The most significant investment activity this quarter within the portfolio has been adding to our exposure to the family-owned Aditya Birla Group, by starting positions in both Grasim Industries and Aditya Birla Nuvo. Grasim is a diversified Indian conglomerate, with cement operations through its majority ownership of India’s leading producer, Ultratech, as well as businesses in textiles and chemicals production. The Birla family is a respected one that has built some strong brands and has an impressive track record of corporate governance and creating value for shareholders.
Instinctively, we find ourselves becoming more cautious as shorter-term market commentators become bullish on lower-quality and more cyclical emerging market assets. Lower-quality assets include many state-controlled enterprises and companies listed in countries with little or no respect for property rights. The timing of these bullish views, which follow a period of strong absolute returns from the asset class, appear based more on momentum than fundamentals.

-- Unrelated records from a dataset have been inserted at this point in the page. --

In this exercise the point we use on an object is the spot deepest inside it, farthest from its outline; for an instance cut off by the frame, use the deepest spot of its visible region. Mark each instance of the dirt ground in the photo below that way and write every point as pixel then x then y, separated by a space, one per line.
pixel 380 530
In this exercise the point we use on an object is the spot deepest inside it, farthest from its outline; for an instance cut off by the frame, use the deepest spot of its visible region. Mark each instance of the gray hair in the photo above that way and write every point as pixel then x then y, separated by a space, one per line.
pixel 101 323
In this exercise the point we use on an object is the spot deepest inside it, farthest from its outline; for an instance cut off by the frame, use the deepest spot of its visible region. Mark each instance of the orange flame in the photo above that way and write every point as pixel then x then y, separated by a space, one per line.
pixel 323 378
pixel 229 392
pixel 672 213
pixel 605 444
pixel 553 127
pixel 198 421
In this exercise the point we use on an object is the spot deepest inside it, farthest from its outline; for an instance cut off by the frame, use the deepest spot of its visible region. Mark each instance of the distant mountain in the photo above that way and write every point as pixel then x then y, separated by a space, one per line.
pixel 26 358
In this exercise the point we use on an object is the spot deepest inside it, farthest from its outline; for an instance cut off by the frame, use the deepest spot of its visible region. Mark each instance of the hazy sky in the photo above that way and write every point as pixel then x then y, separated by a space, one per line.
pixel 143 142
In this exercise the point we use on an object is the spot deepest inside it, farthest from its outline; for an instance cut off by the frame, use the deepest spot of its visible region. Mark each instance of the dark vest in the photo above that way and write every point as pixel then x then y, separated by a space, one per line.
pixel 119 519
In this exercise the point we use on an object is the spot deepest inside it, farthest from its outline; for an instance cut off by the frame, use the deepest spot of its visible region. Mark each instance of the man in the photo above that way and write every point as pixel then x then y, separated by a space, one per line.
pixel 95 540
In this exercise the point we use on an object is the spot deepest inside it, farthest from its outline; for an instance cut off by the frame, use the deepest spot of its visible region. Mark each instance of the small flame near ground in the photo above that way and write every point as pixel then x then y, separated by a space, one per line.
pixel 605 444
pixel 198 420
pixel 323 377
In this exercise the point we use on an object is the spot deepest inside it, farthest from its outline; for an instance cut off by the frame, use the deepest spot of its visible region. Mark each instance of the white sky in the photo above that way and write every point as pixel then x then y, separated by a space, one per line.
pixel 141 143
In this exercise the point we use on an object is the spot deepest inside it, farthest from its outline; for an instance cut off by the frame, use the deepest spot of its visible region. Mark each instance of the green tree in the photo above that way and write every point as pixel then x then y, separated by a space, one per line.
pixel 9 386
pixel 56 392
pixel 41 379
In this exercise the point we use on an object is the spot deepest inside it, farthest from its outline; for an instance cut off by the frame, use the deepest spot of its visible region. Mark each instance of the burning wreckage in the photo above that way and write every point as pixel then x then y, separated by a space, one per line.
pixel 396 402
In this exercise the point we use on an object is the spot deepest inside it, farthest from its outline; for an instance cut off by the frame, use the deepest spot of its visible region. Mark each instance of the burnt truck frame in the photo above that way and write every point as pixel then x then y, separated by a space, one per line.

High-yield bond markets rallied during January and February before then consolidating some of their recent strong performance in March.
One of the catalysts for this change has been the oil price. During March, the price of West Texas Intermediate crude oil fell from US$54 per barrel at the start of the month to US$48 in mid-March. The US high-yield market, which has high exposure to energy companies, came under pressure as a result. European markets which have less exposure were less volatile, but still experienced some weakness. Political risk surrounding the French presidential elections was a further source of uncertainty.
The fundamental backdrop for high-yield bond markets is generally pretty good. Economic growth is slow but steady, and although interest rates are starting to rise, particularly in the US, they’re still very low by historical standards. Valuations have however become more challenging, with around 80% of the European high-yield bond market yielding less than 4%.
Positioning remains focused around three broad themes. First, we are maintaining a relatively high allocation to liquidity (cash and government bonds). This mitigates the impact of periods of market stress and means we are well placed to exploit opportunities when they do arise. Our favoured sector remains financials, where by selectively buying more junior bonds in banks’ capital structure we are able to achieve more attractive yields. Outside of the financial sector, the companies that we are looking at are those with predictable earnings profiles and recurring cash flows – sectors such as utilities, telecoms and cable companies.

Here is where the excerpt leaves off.